So I started reading it, and although I'm only a couple chapters in it's already been an eye-opening experience.  I feel justified to realize that, yes, Donovan IS quite active, stubborn, and pretty erratic/irregular when it comes to his daily eat/sleep "routine", probably more so than the average kid-- that these are real challenges.  At the same time, I read about the other characteristics of these kids they're writing about, and counting my blessings at how low-key D is in so many other ways-- he's not very sensitive to changing stimuli and adapts incredibly well to new people, situations, and changes to his routine.  I don't think D falls into the category of full-on spirited child, more like borderline spirited, but even if not everything mentioned in the book applies to us there seems to be a good bit of useful info to be gleaned.

In the beginning it goes through a list of different temperament traits and you go through and evaluate your kid based on them (how sensitive, perceptive, adaptable, regular, etc your kid is).  Then, and I love this, you also evaluate yourself.  Because so much of parenting is the way you and your kid interact and play off each other, what you work well together on and what instead pushes each other's buttons.  For example, I felt like a lightbulb going off when I realized the traits D and I are most different on is energy level-- he's always on the go, and I'm quite happy to sit and just be.  No wonder I'm exhausted all the time, trying to keep up with him.

But then I read the part on extroverts vs introverts, and felt like I kept having mini-epiphanies the more I mulled over the information on the pages.  The book explains how people tend to be either extroverted or introverted, characterized mainly by whether you tend to draw your energy from being around other people (eg, feel energized after spending time with friends) or from time on your own (eg, preferring to sit alone reading a book).  I've heard of all that before, so no big surprises... but then they went on to talk about other personality traits that are often associated with extro/introverts, like that extroverts tend to think by talking-- they need to talk about something out loud to someone else to really process it, and to help them solve problems.  They also tend to enjoy being close to people and around people, often need lots of feedback and reinforcement from others, and at the end of a long/stressful/busy day they might be bursting to talk about it with others.  Introverts are more introspective, need time to think something over on their own before being ready to talk it over, need more personal space, time to work on projects uninterrupted, and at the end of a busy day need time to unwind (usually alone) before feeling ready to talk about it or deal with others.

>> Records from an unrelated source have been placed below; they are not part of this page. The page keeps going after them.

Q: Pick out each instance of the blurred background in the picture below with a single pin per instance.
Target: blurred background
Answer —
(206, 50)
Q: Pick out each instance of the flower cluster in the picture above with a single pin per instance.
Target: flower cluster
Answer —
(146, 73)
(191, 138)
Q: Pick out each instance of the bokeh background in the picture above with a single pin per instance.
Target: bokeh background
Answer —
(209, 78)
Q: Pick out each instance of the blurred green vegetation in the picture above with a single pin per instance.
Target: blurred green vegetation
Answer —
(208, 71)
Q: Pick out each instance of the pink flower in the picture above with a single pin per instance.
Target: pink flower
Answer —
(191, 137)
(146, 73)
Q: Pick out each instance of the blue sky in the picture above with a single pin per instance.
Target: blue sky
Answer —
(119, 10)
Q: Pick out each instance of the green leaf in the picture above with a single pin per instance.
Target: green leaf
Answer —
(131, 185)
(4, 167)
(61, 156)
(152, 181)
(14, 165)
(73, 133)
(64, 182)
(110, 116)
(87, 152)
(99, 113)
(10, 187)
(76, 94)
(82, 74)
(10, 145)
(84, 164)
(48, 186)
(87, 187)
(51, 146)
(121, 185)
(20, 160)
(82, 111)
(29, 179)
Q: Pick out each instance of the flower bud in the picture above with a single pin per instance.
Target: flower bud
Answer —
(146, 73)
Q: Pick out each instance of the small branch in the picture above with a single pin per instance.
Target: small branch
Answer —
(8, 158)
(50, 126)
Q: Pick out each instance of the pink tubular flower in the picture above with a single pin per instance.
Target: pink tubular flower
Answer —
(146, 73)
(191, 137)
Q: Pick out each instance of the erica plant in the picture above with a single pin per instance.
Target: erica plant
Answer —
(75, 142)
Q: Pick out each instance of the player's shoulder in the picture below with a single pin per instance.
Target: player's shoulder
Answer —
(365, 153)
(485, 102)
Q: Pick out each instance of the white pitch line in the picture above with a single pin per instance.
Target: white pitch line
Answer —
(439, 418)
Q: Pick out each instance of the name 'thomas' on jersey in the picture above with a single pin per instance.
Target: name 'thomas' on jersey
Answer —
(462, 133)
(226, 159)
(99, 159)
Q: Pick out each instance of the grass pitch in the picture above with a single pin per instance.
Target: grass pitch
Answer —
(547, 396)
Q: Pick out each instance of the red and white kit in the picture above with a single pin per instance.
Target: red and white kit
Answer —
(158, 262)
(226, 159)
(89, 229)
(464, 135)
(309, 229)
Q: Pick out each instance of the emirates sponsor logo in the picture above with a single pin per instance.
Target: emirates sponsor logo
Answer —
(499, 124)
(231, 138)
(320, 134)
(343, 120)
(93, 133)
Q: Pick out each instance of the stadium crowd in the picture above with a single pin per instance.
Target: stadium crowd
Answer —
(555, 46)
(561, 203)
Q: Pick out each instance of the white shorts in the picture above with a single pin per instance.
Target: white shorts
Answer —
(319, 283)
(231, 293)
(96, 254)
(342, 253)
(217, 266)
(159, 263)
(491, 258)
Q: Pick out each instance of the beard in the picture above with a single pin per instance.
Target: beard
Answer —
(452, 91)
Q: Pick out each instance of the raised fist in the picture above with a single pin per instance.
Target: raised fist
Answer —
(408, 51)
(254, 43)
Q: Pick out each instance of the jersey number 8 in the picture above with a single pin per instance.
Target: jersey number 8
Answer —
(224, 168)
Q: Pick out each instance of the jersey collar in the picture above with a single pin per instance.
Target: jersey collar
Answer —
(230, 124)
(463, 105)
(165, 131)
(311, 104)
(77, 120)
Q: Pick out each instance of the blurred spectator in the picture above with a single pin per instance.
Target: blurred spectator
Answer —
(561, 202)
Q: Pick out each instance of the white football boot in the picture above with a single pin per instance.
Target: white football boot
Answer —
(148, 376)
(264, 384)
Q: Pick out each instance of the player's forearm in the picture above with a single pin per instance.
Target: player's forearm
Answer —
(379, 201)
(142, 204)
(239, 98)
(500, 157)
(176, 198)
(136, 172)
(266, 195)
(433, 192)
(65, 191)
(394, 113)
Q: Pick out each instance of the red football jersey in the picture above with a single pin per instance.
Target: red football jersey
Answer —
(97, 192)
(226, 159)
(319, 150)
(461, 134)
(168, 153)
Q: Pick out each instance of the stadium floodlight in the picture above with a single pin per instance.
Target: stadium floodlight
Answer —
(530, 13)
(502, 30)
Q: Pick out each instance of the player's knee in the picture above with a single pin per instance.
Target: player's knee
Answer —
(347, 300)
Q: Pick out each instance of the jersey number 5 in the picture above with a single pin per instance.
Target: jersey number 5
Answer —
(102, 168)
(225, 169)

I guess none of that is too new, either, it all makes sense... but I guess I haven't spent much time really thinking about it before, and suddenly I felt like I was having all these insights into my marriage.  Zach is a strong extrovert.  He's always been extremely social.  This has possibly been one of his bigger challenges as a parent, how much harder it is to make time for other adults, and there have been many friday/saturday nights where he's been practically bouncing off the walls just bursting to call people up to make last-minute dinner plans or SOMETHING, just to get to interact with others.  Me?  I've got some extrovert tendencies, like that when I hear a funny joke or read an interesting article I immediately want to share it with others (which is why some days I spew links all over Facebook, and why I love Twitter so much), but for the most part I am definitely an introvert (which also explains why I feel so much more comfortable interacting via web-- email, blog, facebook, etc-- than over, say, telephone).  The book went over some different conflicts that frewquently arise between intro/extroverts, focusing more on problems between a parent and a child having a hard time relating, and little lightbulbs kept going off thinking of how Zach and I have had these same issues-- I remember us having these serious talks and him getting so frustrated because I'd quiet down (introvert) just as he needed to talk and to hear me talk (extrovert);  how frustrated I get when I'm in the middle of something when Zach comes home and wants/expects my attention right away (even if I've been really looking forward to seeing him); or the way I sometimes get annoyed when he needs to rehash any problems going on at work, things that have been long-standing or that I may just be bored of hearing about (things we may have gone over many times before), and now realize that is his way of simply working through and processing the information, and figuring out what to do next.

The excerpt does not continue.